RDC : Guterres alerte sur l’escalade de la violence au Sud-Kivu

 

 

Le Secrétaire Général de l’ONU, Antonio Guterres, a exprimé sa vive inquiétude face à la montée de la violence dans la province du Sud-Kivu, en République démocratique du Congo, soulignant l’aggravation des conditions humanitaires pour les civils. Selon son porte-parole Farhan Haq, plus de 200 000 personnes ont été déplacées depuis le 2 décembre.

Guterres a condamné l’offensive menée par l’Alliance Fleuve Congo / Mouvement du 23 mars (AFC/M23) dans plusieurs localités, notamment Kamanyola, Luvungi, Katogota et Uvira, qui a fait des victimes civiles. Le Centre africain d’études stratégiques rappelle que les affrontements entre le M23 et les forces gouvernementales avaient déjà provoqué plus de 3 000 morts et le déplacement de 500 000 personnes à la fin février.

L’AFC, coalition rebelle comprenant le M23, a reconnu que l’accord de paix négocié par les États-Unis entre le Congo et le Rwanda représentait « une avancée limitée mais utile ». Kinshasa et plusieurs acteurs régionaux accusent Kigali de soutenir le M23 depuis sa résurgence en novembre 2021, accusation démentie par le Rwanda.

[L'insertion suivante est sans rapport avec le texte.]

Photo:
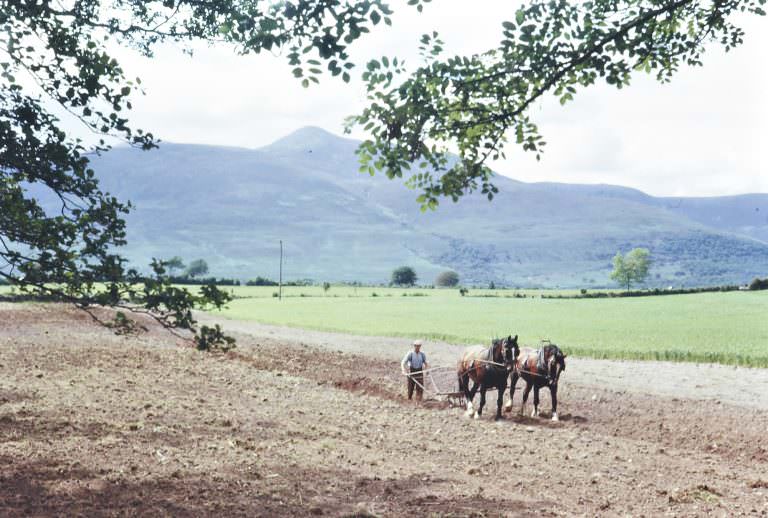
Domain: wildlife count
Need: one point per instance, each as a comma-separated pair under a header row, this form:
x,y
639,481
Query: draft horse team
x,y
491,367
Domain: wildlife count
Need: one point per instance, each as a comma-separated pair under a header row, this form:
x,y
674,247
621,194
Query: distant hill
x,y
232,206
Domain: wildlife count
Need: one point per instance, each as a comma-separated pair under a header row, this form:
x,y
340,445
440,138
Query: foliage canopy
x,y
632,268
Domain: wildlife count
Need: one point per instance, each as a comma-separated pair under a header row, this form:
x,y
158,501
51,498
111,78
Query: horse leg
x,y
527,391
501,387
482,401
512,383
468,394
553,393
470,397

Guterres a appelé à une cessation immédiate et inconditionnelle des hostilités, conformément à la résolution 2773 (2025) du Conseil de sécurité, avertissant que cette escalade menace gravement les efforts de résolution durable et augmente le risque d’embrasement régional. La résolution condamne le Rwanda pour son soutien présumé aux rebelles et exige le retrait immédiat de ses troupes.

Le secrétaire général a également exhorté les parties à respecter les engagements pris dans le cadre des accords de Washington signés le 4 décembre et le cadre de Doha du 15 novembre, tout en réaffirmant l’implication continue des Nations Unies pour fournir une aide humanitaire et soutenir les initiatives diplomatiques visant à restaurer la paix dans l’est de la RDC et la région.